Middle-class Hostility

However where initial success such as the election of five of the Association's Central Council to County Councils, it was nullified by the continued domination of farmers and landowners in the local authorities. Where the Land and Labour Association clashed with middle-class interests, it was excluded from all effective political action, which even led to the exclusion of the labourers from United Irish League meetings. The belief of J.F.X. O'Brien and others was that there should be no separate labour organisation alongside the UIL, which attempted to tactfully bring the Association and its followers under its wing. John Redmond's sedulous refusal to consider direct Parliamentary representation for the Land and Labour Association was but an instance of the middle-class obsession with maintaining its hold over national politics.
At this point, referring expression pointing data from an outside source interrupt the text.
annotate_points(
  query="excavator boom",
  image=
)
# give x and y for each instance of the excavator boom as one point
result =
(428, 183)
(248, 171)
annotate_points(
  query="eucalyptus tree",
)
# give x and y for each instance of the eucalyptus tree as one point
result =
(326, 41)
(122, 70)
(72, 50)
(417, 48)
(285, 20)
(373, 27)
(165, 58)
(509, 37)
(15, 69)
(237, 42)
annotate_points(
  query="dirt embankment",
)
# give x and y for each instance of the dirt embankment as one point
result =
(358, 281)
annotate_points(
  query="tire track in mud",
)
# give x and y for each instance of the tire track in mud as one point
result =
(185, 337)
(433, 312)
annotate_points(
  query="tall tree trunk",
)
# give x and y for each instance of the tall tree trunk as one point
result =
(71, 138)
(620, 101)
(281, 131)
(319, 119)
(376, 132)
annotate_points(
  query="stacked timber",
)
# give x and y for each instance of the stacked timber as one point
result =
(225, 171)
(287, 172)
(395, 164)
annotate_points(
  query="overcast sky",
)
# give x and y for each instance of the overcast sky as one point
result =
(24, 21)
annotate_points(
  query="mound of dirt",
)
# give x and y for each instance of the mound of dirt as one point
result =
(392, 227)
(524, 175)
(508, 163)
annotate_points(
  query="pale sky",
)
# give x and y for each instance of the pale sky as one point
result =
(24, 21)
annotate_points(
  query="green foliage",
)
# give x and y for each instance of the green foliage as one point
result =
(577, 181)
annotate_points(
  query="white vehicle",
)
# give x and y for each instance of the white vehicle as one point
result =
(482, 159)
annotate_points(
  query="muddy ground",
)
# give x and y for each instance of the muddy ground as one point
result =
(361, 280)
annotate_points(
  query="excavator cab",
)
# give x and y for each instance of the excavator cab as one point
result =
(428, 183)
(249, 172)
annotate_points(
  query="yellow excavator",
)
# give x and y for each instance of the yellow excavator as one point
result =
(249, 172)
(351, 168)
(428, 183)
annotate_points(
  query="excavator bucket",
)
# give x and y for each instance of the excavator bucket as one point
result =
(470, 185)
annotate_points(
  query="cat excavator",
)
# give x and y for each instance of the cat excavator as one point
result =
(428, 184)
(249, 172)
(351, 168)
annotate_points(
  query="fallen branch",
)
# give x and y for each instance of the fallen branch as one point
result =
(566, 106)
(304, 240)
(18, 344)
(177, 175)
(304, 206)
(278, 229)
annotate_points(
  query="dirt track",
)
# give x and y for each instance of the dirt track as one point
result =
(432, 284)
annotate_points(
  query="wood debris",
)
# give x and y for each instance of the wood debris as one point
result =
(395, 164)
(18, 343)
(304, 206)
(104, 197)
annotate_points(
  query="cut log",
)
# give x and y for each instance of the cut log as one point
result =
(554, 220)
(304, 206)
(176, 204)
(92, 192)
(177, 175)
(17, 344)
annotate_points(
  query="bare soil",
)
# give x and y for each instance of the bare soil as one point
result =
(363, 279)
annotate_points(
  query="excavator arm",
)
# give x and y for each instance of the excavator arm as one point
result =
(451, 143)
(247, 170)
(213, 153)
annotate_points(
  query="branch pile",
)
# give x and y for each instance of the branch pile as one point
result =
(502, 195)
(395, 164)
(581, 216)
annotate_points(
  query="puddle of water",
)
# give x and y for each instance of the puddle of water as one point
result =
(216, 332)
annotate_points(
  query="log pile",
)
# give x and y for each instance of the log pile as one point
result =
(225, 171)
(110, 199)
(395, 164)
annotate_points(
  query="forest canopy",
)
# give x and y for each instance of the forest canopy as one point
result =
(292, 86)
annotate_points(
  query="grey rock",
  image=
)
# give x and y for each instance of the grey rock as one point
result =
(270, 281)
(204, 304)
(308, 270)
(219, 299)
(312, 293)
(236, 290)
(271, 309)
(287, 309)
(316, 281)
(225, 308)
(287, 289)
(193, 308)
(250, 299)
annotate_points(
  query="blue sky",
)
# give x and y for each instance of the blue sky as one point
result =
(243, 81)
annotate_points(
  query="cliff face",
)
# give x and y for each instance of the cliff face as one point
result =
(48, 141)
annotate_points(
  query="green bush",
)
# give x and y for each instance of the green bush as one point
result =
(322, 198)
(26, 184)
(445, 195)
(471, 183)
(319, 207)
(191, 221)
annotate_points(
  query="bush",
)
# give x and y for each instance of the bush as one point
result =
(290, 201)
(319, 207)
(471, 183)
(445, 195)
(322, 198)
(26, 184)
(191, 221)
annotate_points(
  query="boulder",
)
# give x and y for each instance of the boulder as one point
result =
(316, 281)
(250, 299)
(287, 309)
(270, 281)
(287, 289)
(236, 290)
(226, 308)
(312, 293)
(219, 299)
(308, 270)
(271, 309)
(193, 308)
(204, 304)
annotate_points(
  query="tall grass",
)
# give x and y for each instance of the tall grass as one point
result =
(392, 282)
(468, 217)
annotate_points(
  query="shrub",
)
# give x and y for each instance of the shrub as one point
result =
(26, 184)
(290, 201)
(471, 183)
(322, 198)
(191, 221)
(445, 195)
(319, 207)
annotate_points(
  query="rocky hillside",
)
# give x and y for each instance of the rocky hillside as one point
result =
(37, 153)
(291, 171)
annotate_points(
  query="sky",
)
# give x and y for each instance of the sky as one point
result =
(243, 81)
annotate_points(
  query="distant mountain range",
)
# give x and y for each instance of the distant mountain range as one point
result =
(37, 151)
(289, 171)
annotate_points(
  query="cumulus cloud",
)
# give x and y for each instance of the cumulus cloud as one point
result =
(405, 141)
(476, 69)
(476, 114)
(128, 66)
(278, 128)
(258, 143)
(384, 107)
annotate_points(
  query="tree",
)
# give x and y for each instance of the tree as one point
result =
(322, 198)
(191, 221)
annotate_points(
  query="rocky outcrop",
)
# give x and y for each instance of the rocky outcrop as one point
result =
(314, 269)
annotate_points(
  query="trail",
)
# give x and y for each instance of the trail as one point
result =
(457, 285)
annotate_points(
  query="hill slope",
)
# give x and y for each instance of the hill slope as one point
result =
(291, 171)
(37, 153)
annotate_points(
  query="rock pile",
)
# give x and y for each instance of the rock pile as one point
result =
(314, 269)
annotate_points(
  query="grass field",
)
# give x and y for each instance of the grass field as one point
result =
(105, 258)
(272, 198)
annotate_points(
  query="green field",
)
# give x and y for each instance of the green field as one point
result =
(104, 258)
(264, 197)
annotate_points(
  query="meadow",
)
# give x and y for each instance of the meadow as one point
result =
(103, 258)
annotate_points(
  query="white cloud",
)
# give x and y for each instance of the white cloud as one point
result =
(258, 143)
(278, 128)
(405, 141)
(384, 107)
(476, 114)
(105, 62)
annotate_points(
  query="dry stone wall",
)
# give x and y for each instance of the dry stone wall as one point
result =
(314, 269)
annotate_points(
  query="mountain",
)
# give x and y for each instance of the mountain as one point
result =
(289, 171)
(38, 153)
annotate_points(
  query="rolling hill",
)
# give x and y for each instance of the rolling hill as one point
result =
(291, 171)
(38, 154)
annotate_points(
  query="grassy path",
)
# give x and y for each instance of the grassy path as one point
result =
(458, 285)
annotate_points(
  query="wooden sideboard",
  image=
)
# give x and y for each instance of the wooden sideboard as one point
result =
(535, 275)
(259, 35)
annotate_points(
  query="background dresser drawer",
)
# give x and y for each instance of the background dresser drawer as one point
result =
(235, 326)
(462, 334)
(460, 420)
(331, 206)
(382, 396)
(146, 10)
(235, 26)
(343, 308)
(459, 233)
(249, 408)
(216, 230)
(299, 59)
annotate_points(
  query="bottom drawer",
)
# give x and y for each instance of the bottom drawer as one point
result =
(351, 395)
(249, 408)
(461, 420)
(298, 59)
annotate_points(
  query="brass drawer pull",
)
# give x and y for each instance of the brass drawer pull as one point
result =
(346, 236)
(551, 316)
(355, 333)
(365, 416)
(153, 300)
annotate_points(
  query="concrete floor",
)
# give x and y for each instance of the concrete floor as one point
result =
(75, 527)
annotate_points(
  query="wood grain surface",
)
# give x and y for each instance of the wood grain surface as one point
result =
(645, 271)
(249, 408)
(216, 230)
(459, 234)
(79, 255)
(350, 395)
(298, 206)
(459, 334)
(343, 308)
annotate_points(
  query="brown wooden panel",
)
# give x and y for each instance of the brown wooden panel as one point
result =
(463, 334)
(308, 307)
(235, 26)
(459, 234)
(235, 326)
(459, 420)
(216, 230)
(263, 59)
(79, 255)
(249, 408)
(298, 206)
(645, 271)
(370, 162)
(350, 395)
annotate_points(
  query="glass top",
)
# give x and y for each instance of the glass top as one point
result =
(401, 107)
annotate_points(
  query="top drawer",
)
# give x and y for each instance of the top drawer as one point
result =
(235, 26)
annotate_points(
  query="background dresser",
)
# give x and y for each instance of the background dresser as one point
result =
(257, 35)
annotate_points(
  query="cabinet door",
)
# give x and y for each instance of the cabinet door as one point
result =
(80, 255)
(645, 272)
The desire to keep the labouring class in tow prompted the United Irish League to eventually give the Land and Labour Association entry to national councils in 1900. The failure of the UIL and the Irish Party to either refer to the labourers in their deliberations or to do anything for them at Westminster indicated the Associations intended subservient position. It took the Mid-Cork by-election of 1901 to show that the understanding between the UIL and the ILLA was paper-thin. When it became clear that the ILLA candidate, D. D. Sheehan, was going to make an impact, he was accused of being an "anti-Healyite" and that his first allegiance was to the labourers rather than to the party, expressed the class bias of the Irish Party against the workers.